First was an email from Connecticut with “just a suggestion” that it would be fun to see green tomatoes and meal prep photos inserted into the copy. Now this person should know I can’t cook and take photos at the same time, but a portion of her wish is my command:

Actually, taking the photos is a lot easier than figuring out how to insert them into the copy.

Then, there was a phone call from the West Coast recommending I write shorter blogs. People today have short attention spans, she informed me. Ghosts of editors past.

So, if I write shorter blogs, can I write more of them?

Actually, today I’m going to write about someone else’s blog, Kitchen Gardeners International: http://kgi.org I’ve been following Roger Doiron’s writing and gardening exploits for 10 years now and in celebration of the 10th year of his blog, he came up with 10 Recipes Every Kitchen Gardener Should Know. I will list them here, but encourage you to check out the blog. There, you can click on each number (with a beautiful color picture inserted for each) and get a recipe! What a great list to pass on to your kids, gardening club, Scout troop, dinner group, newlyweds, etc.

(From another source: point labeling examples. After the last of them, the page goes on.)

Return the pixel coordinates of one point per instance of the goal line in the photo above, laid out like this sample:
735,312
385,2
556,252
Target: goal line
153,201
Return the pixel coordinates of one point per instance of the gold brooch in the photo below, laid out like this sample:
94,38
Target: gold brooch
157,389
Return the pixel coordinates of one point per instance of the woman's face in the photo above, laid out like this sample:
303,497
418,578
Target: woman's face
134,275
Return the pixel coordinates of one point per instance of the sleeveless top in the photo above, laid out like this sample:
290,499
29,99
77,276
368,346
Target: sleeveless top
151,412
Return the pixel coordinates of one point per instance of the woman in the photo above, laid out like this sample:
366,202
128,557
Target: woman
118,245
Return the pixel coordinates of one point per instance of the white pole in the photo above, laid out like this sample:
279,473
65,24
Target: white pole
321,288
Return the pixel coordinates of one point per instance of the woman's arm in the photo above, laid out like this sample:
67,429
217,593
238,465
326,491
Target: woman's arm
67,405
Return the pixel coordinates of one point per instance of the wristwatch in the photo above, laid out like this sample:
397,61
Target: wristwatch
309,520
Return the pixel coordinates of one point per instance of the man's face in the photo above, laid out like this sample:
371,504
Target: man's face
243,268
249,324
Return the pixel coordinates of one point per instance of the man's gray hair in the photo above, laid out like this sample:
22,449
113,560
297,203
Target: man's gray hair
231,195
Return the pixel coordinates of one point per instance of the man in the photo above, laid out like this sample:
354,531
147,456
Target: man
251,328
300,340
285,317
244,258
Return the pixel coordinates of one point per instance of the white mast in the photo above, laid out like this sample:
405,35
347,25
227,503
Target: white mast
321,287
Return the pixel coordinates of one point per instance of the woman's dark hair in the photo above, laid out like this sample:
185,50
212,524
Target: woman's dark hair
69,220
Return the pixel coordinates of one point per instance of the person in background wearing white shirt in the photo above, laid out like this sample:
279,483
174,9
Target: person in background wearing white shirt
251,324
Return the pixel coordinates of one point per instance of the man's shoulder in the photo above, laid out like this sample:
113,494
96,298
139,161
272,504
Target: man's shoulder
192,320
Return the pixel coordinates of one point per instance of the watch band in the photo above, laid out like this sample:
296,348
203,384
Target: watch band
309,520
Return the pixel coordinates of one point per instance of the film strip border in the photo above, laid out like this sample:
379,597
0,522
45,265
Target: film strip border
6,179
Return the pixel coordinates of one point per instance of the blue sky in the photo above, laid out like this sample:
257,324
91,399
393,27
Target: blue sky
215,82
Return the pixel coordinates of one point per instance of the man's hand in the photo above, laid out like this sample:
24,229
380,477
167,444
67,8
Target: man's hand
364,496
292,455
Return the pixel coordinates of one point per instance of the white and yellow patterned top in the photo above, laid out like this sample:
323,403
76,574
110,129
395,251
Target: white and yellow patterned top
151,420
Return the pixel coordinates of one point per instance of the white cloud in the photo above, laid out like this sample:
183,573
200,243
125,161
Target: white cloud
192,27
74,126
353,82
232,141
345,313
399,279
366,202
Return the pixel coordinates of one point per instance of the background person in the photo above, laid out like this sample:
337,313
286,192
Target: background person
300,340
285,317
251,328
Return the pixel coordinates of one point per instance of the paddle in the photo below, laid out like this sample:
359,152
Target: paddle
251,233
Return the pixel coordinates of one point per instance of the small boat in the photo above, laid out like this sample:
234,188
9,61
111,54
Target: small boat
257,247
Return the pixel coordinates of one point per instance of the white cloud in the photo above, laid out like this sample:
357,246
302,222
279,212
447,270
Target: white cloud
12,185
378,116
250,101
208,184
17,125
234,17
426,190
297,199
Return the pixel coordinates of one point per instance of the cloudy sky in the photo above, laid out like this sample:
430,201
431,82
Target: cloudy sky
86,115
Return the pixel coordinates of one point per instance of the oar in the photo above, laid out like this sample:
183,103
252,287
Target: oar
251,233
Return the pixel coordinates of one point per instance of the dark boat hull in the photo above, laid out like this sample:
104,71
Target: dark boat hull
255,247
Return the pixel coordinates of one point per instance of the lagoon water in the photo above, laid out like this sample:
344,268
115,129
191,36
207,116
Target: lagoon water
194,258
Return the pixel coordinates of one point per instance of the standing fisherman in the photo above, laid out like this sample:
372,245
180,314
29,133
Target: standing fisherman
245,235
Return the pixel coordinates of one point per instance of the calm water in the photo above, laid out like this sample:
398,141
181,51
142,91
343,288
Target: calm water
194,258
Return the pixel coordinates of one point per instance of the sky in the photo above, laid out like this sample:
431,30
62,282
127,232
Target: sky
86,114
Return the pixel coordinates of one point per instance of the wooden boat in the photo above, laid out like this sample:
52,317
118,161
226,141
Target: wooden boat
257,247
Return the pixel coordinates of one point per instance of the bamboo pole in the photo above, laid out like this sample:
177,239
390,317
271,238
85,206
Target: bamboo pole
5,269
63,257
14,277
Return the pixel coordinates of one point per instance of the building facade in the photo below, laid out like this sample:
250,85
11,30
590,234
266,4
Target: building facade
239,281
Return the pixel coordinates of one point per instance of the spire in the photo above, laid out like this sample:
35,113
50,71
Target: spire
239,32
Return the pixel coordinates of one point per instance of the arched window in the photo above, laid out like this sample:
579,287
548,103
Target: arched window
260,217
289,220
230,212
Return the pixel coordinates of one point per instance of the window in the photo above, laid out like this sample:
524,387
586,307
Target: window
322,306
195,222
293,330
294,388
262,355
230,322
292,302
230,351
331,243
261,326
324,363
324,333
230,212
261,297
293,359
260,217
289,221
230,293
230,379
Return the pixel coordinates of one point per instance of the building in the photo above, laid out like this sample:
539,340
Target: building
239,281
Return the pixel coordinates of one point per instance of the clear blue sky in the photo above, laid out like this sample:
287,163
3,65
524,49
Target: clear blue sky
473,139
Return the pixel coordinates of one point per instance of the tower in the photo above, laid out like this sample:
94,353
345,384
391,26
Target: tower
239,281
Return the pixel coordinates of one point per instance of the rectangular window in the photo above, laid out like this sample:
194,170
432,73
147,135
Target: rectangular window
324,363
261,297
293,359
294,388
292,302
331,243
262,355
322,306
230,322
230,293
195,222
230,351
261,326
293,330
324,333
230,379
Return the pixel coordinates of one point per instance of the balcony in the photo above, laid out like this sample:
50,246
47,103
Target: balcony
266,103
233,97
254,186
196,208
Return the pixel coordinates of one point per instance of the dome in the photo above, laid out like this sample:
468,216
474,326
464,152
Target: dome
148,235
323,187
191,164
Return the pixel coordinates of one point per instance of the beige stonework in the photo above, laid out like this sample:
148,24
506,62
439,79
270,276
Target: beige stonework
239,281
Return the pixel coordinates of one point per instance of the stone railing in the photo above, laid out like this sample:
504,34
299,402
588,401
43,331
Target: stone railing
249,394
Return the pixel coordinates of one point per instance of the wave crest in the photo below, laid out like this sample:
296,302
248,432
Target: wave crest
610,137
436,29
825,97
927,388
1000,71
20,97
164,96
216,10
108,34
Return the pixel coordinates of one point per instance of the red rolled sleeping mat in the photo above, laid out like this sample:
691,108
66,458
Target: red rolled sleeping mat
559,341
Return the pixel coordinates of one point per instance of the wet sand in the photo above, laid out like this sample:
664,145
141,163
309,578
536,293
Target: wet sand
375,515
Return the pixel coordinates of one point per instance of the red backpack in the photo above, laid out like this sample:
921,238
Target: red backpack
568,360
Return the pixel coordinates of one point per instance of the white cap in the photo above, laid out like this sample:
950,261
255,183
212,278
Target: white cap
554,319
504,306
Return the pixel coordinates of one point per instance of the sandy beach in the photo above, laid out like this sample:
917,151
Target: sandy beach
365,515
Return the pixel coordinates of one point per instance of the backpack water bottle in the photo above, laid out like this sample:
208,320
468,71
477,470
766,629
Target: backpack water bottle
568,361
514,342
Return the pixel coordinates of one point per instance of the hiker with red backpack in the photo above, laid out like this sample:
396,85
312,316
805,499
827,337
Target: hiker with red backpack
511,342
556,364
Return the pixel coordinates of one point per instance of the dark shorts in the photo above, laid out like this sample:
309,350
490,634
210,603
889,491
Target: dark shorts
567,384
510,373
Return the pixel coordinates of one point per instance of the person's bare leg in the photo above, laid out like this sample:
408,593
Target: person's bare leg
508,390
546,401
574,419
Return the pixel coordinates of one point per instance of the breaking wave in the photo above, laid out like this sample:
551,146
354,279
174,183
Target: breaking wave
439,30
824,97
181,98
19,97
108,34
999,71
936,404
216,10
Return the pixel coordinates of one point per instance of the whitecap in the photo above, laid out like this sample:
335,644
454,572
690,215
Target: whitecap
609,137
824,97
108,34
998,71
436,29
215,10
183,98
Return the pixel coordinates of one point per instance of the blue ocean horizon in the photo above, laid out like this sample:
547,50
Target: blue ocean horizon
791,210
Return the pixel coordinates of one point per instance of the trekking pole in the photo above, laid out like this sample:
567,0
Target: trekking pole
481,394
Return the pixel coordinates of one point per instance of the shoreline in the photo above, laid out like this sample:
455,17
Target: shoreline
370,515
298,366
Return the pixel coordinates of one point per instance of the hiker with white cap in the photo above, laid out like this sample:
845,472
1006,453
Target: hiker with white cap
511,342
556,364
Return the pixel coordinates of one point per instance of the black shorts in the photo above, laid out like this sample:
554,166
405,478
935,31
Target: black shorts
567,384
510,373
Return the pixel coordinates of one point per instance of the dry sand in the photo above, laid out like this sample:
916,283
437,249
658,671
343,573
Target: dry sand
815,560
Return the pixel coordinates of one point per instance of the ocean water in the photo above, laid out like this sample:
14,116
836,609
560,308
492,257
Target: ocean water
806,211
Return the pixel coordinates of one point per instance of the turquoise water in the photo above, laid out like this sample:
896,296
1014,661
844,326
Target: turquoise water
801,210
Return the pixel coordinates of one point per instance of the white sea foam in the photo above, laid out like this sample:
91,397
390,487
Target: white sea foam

1. Sauteed or stir-fired greens.

2. Pureed soup.

3. Tomato sauce.

4. Basic vinaigrette.

5. Sauerkraut or other lacto-fermented vegetables.

6. Roasted vegetables.

7. Fruit crumble or crisp.

8. Bread.

9. Pesto.

10. Vegetable curry.

OK, that’s it. Laurie Lynch

Dissertation Special: Marina and other students in the Migration, Mobility and Development Master’s Programme at SOAS, University of London, presented short summaries of their completed dissertations last week. After the academic discussions and interactive conversations, the group had refreshments. You will never guess what was on the fruit platter…or maybe you will: Ground Cherries or, as the British call them, Cape Gooseberries. That, good readers and editors, is fodder for another blog.

3 thoughts on “Fleur-de-Editors

  1. Something else every gardener should know is how to make bone stock, which makes every pot of vegetable soup extra delicious and nutritious.

    Your blog lengths are just right.

  2. I get bones where I get all my grass fed meats – at M&B Farview farm Hamburg. Fill a big stock pot with bones, cover with water and a tablespoon or 2 of any kind of vinegar. Let it sit about an hour before turning on the heat. This leaches out the minerals from the bones and makes the broth more nutritious. I might add some vegetables, like onion peels and celery tops, carrots. Let it simmer on the lowest setting for at least 24 hours, with the lid on. When you remove the bones, you can boil it down some if you don’t have much space in the freezer.
    I’ve read that French chefs remove the fat and keep that separate so that the broth is clear. I don’t bother with that. The fat is good for you and I don’t care if the broth is clear or not. Also, if I don’t freeze it but rather put it in a canning jar so that the lid seals, I think the fat layer helps it keep longer in the refrigerator. I’ve kept some for up to 4 weeks that way.
    You might also brown the bones in the oven first. This is supposed to give a different flavor. I never feel like bothering with this.
    This broth never smells very appetizing while it is simmering. But it sure makes any soup delicious.
    There are many health benefits from bone broth that you will never get from a bouillon cube which is just chemicals.
    Another way of getting bones is simply to save bones from T-bone steaks or bone-in roasts. You can mix them up: pork, lamb, goat, beef, even chicken all together. But if you want chicken soup, just use chicken bones.